Saturday, November 03, 2007

Cleaning Out My Parents Last Home

With the death of my mother a week and a half ago my siblings and I have been having to go through her stuff; also my Dads stuff that she kept after he died last December. I just got home from spending three hours there tonight. Anselm was with me. While I was fighting back tears the whole time he was having a blast. One of the last things my Mom said to me was "I always want my grandkids to be happy when they visit my house." Though I miss my mother and father so badly I wish I could die I am glad Anslem was there tonight, and that his last memory of their last house together will be of having a good time going through closets, looking at pictures, and eating all of their candy.

My father was a preacher. He has many books, and many of them I read when I was a boy. When they moved into this little apartment a few years ago they got rid of most of them but they kept one case full. Among them a seires called the Biblical Illustrater. (It is out of print now but there is a software version available.) It is probably, the best and most thorough commentary on the Protestant Bible in existence. When my Dad was pastoring in Los Angeles back in the 1960s the congregation there bought the books for him. Each volume was purchased and dedicated by a different person in the congregation. I started reading them when I was about 13. The text was so tiny (my astigmatism wouldn't be diagnsed until I joined the Army at 17) that I would get headaches from working so hard to see the words. But I loved them. I am sure that after my Dad died she kept them for me. I left them in their apartment. I don't have room for them. I can hardly believe that they are going to wind up in a pulp mill.

I don't have room for any of the stuff I brought home tonight. Pictures, mostly. But also some of my Dad's highschool report cards. My Mom and Dad's wedding certificate. My Dad's attendence and punctualty awards from elementary school - two years without being tardy or ansent! I took both my Mom's and Dad's 8th grade diplomas. My dad's adoption decree (he was a foundling).

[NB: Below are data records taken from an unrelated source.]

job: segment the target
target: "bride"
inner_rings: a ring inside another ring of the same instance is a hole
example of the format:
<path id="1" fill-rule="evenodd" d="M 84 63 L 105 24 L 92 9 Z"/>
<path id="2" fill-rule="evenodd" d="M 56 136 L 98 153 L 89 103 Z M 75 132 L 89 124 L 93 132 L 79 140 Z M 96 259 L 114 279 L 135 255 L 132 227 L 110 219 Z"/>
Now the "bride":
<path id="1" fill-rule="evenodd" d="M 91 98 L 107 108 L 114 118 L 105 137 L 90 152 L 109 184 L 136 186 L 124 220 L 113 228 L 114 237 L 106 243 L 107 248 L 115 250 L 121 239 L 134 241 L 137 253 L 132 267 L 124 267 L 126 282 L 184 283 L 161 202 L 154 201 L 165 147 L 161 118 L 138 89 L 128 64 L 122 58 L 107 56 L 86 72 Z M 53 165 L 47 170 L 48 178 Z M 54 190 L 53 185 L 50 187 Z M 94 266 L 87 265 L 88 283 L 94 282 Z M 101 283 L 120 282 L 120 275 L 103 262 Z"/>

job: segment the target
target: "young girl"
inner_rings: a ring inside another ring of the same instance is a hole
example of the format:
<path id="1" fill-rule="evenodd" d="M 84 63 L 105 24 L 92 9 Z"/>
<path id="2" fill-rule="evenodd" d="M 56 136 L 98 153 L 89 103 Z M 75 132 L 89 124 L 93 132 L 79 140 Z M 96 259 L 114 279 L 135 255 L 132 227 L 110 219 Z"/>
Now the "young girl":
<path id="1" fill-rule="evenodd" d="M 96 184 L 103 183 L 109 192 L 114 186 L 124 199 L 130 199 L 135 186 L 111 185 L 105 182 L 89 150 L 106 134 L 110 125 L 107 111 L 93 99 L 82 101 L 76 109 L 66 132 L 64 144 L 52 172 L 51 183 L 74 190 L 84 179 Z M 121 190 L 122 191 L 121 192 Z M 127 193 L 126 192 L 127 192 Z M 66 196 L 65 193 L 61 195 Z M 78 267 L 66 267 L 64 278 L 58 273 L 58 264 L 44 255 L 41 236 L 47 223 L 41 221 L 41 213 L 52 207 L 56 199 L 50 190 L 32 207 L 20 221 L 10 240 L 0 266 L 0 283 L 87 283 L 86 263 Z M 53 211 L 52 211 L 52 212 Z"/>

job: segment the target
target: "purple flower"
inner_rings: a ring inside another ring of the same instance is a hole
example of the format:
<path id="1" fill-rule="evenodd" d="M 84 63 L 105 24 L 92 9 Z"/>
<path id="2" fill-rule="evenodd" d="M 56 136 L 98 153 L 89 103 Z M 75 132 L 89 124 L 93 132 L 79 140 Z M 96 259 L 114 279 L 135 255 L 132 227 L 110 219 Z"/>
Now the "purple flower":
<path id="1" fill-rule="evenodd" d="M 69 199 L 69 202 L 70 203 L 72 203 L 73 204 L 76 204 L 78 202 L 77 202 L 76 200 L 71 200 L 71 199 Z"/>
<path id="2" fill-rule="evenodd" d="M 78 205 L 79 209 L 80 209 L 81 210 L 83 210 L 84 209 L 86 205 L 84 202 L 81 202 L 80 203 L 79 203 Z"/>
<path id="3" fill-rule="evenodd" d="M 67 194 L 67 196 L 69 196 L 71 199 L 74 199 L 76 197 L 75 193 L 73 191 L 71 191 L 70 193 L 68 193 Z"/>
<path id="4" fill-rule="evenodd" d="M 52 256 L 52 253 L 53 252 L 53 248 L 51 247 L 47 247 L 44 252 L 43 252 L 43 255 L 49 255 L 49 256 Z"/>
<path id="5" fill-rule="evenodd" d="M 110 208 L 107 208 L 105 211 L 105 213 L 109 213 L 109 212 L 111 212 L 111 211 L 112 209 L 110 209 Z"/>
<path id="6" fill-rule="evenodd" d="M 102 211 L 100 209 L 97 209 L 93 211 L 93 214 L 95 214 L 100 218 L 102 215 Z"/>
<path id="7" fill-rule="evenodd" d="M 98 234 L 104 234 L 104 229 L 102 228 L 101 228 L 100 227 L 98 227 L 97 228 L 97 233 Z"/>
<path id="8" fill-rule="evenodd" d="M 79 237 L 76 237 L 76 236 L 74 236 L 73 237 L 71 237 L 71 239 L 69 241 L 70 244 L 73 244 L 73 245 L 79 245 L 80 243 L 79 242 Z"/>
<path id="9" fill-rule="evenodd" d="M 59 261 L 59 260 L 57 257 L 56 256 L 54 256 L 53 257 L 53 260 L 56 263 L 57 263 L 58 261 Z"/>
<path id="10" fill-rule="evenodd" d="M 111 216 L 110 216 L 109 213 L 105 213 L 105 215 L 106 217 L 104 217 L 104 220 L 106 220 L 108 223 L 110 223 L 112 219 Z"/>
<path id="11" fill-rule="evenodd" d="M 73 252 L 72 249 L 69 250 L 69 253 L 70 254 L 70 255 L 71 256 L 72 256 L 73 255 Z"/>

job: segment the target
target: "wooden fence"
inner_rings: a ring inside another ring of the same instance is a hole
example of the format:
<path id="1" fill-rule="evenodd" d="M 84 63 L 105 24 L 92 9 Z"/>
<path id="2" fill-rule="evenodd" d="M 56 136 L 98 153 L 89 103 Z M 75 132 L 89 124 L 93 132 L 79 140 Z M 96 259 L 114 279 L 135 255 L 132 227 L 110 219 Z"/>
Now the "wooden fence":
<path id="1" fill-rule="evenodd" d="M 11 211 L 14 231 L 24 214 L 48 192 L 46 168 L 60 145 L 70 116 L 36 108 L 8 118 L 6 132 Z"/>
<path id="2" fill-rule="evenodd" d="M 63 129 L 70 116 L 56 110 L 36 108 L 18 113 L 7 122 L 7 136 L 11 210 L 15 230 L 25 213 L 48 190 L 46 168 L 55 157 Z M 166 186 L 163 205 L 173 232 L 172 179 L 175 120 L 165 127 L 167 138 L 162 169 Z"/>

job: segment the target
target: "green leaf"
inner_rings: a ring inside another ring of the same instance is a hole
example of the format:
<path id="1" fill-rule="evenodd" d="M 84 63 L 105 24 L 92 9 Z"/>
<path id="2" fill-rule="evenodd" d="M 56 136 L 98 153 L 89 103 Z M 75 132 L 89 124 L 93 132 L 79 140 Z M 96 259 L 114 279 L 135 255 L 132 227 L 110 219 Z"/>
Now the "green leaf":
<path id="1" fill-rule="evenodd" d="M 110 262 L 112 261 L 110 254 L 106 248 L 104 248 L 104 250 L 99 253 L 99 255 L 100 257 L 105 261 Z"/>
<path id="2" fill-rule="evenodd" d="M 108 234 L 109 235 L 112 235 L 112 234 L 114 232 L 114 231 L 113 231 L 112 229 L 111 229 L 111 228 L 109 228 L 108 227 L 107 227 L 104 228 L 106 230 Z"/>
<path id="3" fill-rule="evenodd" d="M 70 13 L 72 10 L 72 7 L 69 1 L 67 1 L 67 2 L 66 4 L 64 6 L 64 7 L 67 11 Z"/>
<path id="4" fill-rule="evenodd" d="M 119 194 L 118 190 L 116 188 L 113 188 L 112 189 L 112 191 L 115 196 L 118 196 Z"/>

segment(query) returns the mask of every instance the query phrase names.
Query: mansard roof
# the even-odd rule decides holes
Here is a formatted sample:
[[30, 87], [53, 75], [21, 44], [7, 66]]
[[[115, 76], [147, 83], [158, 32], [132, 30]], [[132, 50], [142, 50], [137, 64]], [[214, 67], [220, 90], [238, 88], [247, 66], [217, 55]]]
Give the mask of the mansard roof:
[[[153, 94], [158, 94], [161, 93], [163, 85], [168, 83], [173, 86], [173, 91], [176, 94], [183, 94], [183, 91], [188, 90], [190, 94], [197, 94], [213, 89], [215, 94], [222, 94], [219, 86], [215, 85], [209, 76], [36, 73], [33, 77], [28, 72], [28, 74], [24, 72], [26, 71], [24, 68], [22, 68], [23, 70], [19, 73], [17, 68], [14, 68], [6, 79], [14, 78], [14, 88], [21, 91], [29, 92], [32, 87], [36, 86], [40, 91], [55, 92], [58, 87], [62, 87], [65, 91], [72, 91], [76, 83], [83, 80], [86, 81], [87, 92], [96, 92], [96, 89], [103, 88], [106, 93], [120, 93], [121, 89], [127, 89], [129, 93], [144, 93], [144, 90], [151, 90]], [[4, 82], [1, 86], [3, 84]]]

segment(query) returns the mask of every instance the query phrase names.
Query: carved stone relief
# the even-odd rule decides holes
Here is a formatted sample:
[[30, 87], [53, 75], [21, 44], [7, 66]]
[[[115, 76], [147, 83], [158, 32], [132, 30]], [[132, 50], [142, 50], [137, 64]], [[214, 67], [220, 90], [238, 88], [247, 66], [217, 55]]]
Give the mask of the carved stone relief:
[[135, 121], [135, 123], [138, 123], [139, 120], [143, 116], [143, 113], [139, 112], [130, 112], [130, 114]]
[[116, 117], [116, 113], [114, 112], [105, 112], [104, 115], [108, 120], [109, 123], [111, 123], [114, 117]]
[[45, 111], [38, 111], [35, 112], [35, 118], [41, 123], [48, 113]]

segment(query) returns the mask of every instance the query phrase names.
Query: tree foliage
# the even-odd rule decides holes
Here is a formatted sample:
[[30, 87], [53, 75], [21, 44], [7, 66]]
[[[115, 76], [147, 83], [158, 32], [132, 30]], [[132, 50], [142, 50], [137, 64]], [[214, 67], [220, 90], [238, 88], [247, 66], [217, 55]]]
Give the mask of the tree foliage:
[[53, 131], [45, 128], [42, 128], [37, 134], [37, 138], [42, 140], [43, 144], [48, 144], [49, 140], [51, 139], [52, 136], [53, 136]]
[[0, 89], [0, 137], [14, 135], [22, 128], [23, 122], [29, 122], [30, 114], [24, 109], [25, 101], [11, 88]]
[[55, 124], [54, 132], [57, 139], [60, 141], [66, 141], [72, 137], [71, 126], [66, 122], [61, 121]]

Tonight I saw posters of my Mom when she was a teacher at summer camps in the 1950s. Anselm said, "She was very pretty. When did she get old?" I bet she wondered the same thing. I read some of her notes from when in the 1980s, as director of Christian Education for her denomination in Florida, she taught seminars for Sunday School teachers. I found songs, articles, and poems she wrote.

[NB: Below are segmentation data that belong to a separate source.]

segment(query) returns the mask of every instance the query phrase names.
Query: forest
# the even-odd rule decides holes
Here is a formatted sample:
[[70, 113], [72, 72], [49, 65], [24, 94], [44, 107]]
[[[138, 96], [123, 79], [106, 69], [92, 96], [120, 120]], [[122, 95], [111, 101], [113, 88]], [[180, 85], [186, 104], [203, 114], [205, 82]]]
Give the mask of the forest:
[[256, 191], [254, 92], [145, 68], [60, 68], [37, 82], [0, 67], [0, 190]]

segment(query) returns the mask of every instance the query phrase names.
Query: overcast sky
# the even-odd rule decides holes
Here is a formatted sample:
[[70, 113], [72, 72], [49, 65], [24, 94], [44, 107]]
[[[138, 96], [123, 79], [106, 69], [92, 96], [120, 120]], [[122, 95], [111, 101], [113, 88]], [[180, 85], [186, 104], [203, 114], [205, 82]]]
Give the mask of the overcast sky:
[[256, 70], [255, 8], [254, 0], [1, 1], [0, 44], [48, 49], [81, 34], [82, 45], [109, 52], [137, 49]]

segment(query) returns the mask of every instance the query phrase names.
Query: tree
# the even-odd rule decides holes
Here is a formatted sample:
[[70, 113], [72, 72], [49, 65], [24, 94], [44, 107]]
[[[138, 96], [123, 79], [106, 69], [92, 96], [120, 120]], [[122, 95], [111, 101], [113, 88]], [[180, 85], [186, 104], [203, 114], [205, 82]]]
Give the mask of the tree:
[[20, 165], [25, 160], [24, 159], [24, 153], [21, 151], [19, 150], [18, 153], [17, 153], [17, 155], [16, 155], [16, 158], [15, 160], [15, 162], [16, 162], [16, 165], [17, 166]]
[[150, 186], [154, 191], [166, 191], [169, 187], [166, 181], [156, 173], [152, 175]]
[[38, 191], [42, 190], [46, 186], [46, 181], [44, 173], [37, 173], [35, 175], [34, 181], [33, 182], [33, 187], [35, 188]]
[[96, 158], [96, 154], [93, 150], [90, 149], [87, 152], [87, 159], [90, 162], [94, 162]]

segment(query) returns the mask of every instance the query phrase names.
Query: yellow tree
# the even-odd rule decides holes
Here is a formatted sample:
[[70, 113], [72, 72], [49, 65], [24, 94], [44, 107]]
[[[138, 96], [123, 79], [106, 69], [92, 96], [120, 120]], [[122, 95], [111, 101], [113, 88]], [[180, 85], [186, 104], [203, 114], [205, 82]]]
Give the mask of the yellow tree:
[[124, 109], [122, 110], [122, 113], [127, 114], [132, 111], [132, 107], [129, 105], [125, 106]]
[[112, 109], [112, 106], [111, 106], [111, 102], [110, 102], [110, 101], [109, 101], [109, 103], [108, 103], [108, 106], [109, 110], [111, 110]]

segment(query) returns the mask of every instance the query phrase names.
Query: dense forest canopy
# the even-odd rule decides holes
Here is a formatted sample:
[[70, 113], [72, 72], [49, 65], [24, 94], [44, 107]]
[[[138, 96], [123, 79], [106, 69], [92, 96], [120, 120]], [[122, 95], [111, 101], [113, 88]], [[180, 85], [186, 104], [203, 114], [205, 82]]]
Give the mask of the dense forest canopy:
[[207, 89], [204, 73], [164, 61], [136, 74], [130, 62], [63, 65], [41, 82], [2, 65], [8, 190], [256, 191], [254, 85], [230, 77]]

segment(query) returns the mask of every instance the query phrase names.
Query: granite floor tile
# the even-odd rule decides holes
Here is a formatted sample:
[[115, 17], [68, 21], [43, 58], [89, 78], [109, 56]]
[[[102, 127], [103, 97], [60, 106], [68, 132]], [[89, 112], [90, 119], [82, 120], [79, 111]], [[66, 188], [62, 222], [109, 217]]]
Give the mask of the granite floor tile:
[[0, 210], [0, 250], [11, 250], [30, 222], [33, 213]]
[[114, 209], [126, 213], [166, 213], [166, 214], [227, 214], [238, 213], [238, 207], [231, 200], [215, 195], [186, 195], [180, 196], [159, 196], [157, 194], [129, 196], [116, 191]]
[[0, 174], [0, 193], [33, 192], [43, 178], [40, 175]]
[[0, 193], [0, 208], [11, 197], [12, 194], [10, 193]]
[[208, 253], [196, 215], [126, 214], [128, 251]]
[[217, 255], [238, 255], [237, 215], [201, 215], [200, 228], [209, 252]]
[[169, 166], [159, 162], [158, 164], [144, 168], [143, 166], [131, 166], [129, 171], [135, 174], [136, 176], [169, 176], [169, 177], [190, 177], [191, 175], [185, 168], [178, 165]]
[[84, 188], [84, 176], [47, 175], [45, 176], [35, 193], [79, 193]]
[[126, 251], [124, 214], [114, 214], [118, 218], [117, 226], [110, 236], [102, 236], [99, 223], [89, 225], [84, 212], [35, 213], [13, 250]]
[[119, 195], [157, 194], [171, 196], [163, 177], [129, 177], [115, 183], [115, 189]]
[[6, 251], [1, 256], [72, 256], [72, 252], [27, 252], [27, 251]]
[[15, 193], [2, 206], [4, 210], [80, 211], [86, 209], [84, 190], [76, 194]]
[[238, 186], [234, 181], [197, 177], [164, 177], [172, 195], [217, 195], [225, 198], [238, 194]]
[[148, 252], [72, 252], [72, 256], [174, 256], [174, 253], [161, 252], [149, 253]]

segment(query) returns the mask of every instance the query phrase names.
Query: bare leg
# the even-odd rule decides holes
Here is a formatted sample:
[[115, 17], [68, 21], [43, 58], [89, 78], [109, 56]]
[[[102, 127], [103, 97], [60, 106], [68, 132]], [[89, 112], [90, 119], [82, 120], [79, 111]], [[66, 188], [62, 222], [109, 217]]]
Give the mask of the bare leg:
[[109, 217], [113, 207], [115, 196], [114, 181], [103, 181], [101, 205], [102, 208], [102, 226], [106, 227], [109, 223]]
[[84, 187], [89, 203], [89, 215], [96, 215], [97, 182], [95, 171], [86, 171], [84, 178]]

I took my Dad's minister's manuals (My mother gave one to my friend Jeff, who's father just died, a couple of months ago when he had to do his first wedding.). Essentially, they are sevice books for ministers in non-liturgical denominations. For my Dad being a Protestant he sure had a high view of the calling to be a pastor. The service he wrote for ordinations, which I only heard twice is really beautiful, being mostly quotations and paraphrases of St. Paul.

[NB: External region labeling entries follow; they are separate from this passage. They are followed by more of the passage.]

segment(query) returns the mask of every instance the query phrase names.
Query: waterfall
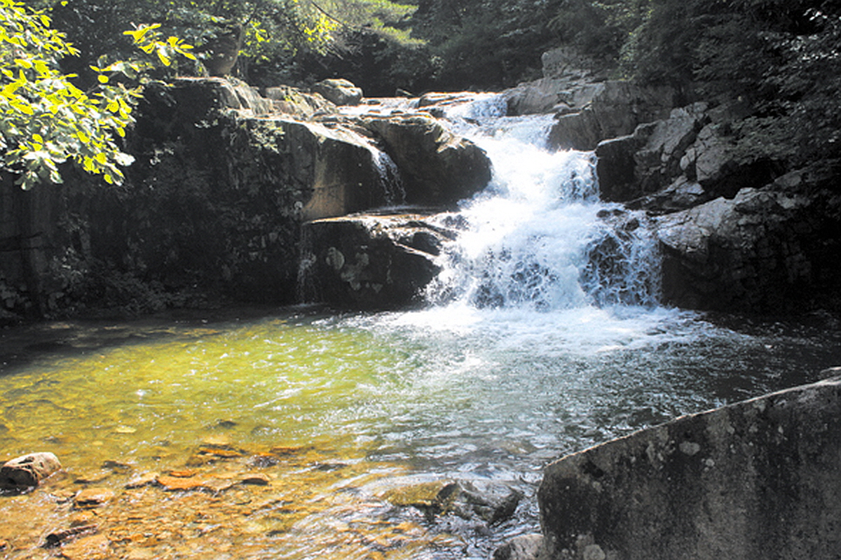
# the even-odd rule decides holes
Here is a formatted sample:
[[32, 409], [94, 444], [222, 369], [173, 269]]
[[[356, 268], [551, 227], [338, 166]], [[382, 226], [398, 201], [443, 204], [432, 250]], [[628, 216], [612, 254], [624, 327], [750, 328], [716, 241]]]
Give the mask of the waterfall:
[[551, 311], [653, 306], [658, 244], [646, 217], [599, 200], [589, 152], [546, 148], [552, 115], [505, 116], [501, 96], [448, 107], [454, 132], [488, 153], [494, 176], [442, 226], [461, 230], [427, 290], [433, 303]]

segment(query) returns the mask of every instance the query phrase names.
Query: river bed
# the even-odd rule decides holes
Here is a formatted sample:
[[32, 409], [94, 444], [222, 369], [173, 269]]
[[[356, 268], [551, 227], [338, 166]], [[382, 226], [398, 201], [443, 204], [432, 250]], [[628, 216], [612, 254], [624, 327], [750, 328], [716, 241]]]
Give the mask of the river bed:
[[[0, 459], [49, 451], [65, 468], [0, 496], [4, 557], [486, 558], [537, 530], [553, 459], [841, 363], [822, 315], [223, 315], [2, 332]], [[495, 523], [394, 500], [439, 481], [524, 497]], [[74, 503], [91, 489], [102, 504]]]

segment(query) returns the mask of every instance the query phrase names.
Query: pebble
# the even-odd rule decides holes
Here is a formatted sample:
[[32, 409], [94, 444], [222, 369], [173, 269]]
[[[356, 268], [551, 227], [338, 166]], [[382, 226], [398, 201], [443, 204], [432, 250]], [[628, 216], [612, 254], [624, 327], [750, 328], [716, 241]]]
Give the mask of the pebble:
[[111, 542], [104, 535], [83, 536], [61, 547], [61, 556], [67, 560], [108, 560], [114, 557]]
[[254, 484], [255, 486], [268, 486], [268, 476], [262, 473], [254, 473], [245, 475], [240, 482], [243, 484]]
[[41, 480], [61, 469], [61, 463], [53, 453], [24, 455], [0, 467], [0, 488], [37, 486]]
[[106, 488], [87, 488], [81, 490], [73, 499], [77, 508], [99, 507], [114, 500], [114, 490]]
[[125, 487], [131, 489], [148, 486], [149, 484], [155, 484], [157, 481], [158, 476], [157, 473], [146, 473], [127, 482]]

I was born in February 1969. In August 1969 my biological father murdred my biological mother. I have no memory of them and talking about them is to me like talking about a stranger one hears about on the radio news. I know it happened, but I don't even know what the people looked like. The mother of my biological mother suddenly found her self with a whole bunch of kids, including me. She was a member of the church pastored by my Dad. He had been by a couple of times to check on her, and each time he said to my Mom, "You need to go and see that baby", by which he meant me. But each time my Mom, who ws a teacer and a mother of three, said, "Billy, I don't need to go see a baby. I am with kids all day long." But on August 17, my Mom and Dad's wedding anniversary, he went and got me. I was only wearing a dish rag for a diaper. Be fore he took me into his house he said "Sh-sh-sh-sh-sh-shhhhh" and he carried me into the the kitchen where my Mom was doing dishes. I am told that I did not make a noise and that she didn't know we were standing there. When she turned around and saw us standing there I became her son. A few days later she wrote this (my sister found it in my Mom's papers):

"What do I need with you, little boy
Looking so solemn with big blue eyes
There with Daddy holding you close
Smiling because of his big surprise?

What do you need with me, dear little one
Old enough to be your granny-
Why to love each other, what else? My son.
So God gave you to our family.

Thank you, God."


Yes. Thank you, God.

5 comments:

Athanasia said...

Oh Matt...words deny me.

Thank you God, indeed.

May God comfort you.

Mimi said...

I agree with Philippa, this post made me sniffle and I have nothing profound to say, but just sending you prayers.

handmaidmary-leah said...

How blessed you are in your parents, Matthew. But I don't have to tell you that, do I?
Memory Eternal.

Anonymous said...

Beautiful, Matt. Thanks for sharing it with us.

Elizabeth @ The Garden Window said...

Matt,
I have kept this post bookmarked and read it several times, in the hope that I would be able to make a comment that would do it justice.

Reading it again, I am sure that I will never be able to make any comment better than that your parents were truly Christ-like in their love for others, and that you have been muchly blessed in having them as your parents.

May your loving memories of them bring you comfort.